Charles Leaver – Adult Friend Finder Preventable By Using Better Endpoint Security

Written By Chuck McAuley And Presented By Charles Leaver Ziften CEO

Endpoint Security Is The Very Best Friend For Adult Friend Finder

Adult Friend Finder, an online “dating service” and its affiliates were hacked in April. The breached info included credit card numbers, usernames, passwords, birth dates, address details and personal – you know – choices. What’s often not highlighted in these cases is the monetary worth of such a breach. Numerous would argue that having an email address and the associated data might be of little worth. Nevertheless, the same way metadata collection provides insight to the NSA, this type of info provides attackers with lots of leverage that can be utilized against the public. Spear phishing ends up being a lot much easier when opponents not only have an e-mail address, but also location, language, and race. The source IP addresses collected can even offer exact street locations for cyber attacks.

The attack method released in this instance was not released, however it would be reasonable to presume that it leveraged a kind of SQL Injection attack or comparable, where the info is wormed out of the back-end database through a defect in the web server. Another possible methodology might have been hijacking ssh keys from a jeopardized admin account or github, however those tend to be secondary most of the time. In either case, the database dump itself is 570 Mb, and presuming the data was exfiltrated in a couple of big transactions, it would have been very obvious on a network level. That is, if Adult Friend Finder were utilizing a service that offered visibility into network traffic.
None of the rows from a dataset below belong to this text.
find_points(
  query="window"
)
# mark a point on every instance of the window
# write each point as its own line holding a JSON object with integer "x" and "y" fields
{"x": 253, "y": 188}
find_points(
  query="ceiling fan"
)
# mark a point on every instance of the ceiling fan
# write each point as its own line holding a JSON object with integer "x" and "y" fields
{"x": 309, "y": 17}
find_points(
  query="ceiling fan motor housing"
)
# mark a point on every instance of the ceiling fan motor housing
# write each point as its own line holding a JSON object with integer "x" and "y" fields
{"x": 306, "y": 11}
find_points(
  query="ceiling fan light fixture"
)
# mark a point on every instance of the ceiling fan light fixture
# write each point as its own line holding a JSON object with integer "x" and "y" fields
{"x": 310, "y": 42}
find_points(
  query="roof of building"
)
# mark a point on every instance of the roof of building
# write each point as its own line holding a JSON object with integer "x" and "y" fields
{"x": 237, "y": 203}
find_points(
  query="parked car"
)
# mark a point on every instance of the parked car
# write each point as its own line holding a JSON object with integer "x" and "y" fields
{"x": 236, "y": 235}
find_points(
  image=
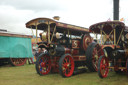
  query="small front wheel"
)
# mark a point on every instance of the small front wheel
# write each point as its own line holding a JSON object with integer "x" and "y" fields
{"x": 103, "y": 67}
{"x": 66, "y": 65}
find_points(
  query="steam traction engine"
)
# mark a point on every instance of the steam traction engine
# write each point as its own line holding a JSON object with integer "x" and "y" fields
{"x": 114, "y": 41}
{"x": 63, "y": 47}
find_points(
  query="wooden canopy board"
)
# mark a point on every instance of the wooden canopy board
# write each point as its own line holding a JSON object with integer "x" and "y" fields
{"x": 14, "y": 35}
{"x": 107, "y": 26}
{"x": 42, "y": 24}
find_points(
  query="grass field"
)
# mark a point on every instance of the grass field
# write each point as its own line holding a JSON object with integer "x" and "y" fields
{"x": 26, "y": 75}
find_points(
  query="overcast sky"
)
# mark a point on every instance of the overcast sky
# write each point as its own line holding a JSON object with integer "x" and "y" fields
{"x": 15, "y": 13}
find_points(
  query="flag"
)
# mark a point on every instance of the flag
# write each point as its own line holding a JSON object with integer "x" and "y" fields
{"x": 109, "y": 19}
{"x": 122, "y": 19}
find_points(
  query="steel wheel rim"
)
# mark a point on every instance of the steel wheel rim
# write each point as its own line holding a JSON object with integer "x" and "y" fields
{"x": 68, "y": 66}
{"x": 104, "y": 67}
{"x": 18, "y": 61}
{"x": 45, "y": 65}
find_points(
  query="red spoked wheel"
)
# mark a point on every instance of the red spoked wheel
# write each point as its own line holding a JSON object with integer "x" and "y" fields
{"x": 17, "y": 61}
{"x": 43, "y": 64}
{"x": 66, "y": 65}
{"x": 103, "y": 67}
{"x": 94, "y": 51}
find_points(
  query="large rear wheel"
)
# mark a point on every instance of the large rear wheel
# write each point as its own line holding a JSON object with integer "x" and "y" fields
{"x": 103, "y": 67}
{"x": 43, "y": 64}
{"x": 66, "y": 65}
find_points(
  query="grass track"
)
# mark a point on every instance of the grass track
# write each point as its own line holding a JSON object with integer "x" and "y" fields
{"x": 26, "y": 75}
Ziften ZFlow ™ makes it possible for network visibility into the cloud to catch aberrant data transfers and attribute to particular executing procedures. In this case, the administrator would have had two chances to discover the problem: 1) At the database level, as the data was extracted. 2) At the web server level, where an abnormal amount of traffic would be sent out to a specific address. Organizations like Adult Friend Finder should gain the necessary endpoint and network visibility required to protect their customers’ individual data and “hook up” with a business like Ziften.